Wie funktioniert die Löschung oder Korrektur von Schufa Daten?

Die Schufa-Selbstauskunft ermöglicht es Verbrauchern, einen Einblick über die persönlichen Bonitätsdaten zu erhalten. Auf diese Weise können Verbraucher veraltete oder nicht zutreffende Eintragungen der Schufa entdecken und ihre Löschung veranlassen. Hierzu informiert der Verbraucher die Auskunftei im Rahmen der Schufa-Selbstauskunft über den veralteten oder falschen Eintrag. Das Bundesdatenschutzgesetz verpflichtet die Schufa nicht nur dazu, Bonitätsdaten über Verbraucher diesen gegenüber auf Anfrage hin in regelmäßigen Abständen offen zu legen, sondern die Daten auch im gegebenen Fall zu löschen oder zu korrigieren. Auf die Reklamation eines Betroffenen hin muss die Schufa die Daten überprüfen, um falsche Daten zu überarbeiten oder veraltete zu löschen. Zur Klärung eines reklamierten Eintrags setzt sie sich mit der Institution in Verbindung, von der sie die Information erhalten hat. Während der Überprüfung muss die Schufa die reklamierten Daten sperren, sodass diese nicht abrufbar sind. 

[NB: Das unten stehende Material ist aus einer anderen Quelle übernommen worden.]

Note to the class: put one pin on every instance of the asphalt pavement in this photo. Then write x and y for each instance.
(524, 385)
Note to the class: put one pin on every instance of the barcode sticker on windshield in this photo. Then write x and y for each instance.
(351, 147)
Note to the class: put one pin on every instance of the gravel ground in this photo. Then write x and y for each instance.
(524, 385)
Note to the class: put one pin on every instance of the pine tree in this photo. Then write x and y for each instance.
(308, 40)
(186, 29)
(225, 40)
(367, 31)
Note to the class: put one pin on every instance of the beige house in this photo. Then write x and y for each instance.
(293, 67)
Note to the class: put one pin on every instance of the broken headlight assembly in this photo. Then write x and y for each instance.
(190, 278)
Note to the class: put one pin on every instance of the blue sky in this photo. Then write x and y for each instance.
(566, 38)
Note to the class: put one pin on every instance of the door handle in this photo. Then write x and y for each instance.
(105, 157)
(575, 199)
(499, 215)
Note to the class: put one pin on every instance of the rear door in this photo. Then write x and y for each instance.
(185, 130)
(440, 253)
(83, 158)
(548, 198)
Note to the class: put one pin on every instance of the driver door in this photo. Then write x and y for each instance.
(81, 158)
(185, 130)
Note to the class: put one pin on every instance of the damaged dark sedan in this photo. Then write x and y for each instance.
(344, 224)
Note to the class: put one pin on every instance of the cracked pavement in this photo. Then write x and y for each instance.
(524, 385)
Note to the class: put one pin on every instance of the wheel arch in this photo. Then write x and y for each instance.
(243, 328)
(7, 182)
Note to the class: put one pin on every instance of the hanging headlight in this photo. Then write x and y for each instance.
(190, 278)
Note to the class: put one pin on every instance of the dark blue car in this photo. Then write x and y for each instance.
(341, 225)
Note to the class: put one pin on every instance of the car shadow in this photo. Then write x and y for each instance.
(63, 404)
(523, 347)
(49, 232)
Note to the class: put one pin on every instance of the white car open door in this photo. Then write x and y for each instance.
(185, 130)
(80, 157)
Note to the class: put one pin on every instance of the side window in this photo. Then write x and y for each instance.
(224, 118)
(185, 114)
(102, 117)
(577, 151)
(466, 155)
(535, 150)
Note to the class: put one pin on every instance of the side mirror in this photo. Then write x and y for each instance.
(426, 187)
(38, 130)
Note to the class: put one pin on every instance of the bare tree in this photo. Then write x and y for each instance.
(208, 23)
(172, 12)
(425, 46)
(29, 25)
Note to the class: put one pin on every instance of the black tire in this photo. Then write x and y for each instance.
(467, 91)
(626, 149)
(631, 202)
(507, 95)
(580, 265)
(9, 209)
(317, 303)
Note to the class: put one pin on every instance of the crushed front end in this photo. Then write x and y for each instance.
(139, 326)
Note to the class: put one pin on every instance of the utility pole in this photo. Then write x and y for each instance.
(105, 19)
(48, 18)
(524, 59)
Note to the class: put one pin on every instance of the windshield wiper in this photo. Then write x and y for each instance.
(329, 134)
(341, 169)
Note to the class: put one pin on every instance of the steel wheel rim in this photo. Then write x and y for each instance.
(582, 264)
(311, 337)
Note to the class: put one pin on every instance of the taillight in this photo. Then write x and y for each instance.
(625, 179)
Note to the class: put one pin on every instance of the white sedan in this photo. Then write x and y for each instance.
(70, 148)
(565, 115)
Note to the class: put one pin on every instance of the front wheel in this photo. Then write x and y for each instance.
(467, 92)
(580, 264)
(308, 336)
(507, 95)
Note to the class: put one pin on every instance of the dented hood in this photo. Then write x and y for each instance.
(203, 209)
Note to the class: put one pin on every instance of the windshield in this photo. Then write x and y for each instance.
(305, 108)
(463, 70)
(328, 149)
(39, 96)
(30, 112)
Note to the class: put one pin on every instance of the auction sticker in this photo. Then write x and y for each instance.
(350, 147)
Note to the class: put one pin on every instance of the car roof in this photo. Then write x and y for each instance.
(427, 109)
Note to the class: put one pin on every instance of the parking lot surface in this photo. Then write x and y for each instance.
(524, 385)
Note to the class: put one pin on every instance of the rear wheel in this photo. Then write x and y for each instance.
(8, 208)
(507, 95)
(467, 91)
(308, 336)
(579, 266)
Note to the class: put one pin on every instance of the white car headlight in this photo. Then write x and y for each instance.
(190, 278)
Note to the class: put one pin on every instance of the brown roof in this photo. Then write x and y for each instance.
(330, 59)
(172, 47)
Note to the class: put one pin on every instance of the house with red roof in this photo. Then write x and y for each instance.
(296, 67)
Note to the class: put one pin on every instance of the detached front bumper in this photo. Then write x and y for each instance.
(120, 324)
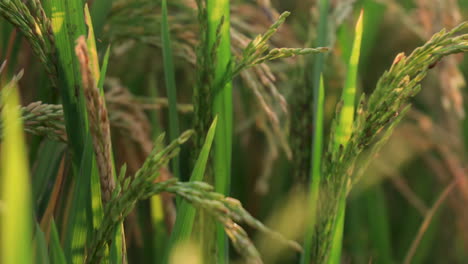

Was geschieht mit falschen Informationen einer meldenden Institution?

Da es durchaus zu fehlerhaften Informationen durch die meldenden Institutionen kommen kann, während die Schufa keine der Informationen, die sie erhält, überprüft, bleiben in der Folge fehlerhafte Bonitätsauskünfte unentdeckt. Erst die Schufa-Selbstauskunft informiert betroffene Verbraucher über entsprechende Fehleinträge durch Unternehmer, Banken oder andere Kreditgeber. Entdecken Verbraucher in ihrer Selbstauskunft falsche Informationen, müssen sie sich zunächst an den Kundenservice der Schufa wenden, um eine Korrektur anzufordern. Die Schufa setzt sich daraufhin mit der Institution in Verbindung, die die Information an sie geleitet hat, um den Sachverhalt zu klären. Wenn die meldende Institution eine fehlerhafte Information trotz Reklamation nicht zurückzieht, bietet die Auskunftei in einem weiteren Schritt ein Schlichtungsverfahren an, für die sich der Verbraucher an den Ombudsmann der Schufa wendet.

Ombudsmann-Verfahren der Schufa

Ein Ombudsmann der Schufa vermittelt bei Auseinandersetzungen oder Missverständnissen, die auf umstrittenen Informationen beruhen und sich auf die Bonität eines Verbrauchers negativ auswirken. Liegen strittige Bonitätsinformationen vor, leitet die Auskunftei ein Ombudsmann-Verfahren ein, das Verbraucher kostenfrei beanspruchen können. Hierbei prüft der Ombudsmann als neutrale und unabhängige Instanz die ungeklärten Informationen und vermittelt so zwischen dem Verbraucher auf der einen Seite und der Schufa sowie dem Kreditinstitut auf der anderen Seite.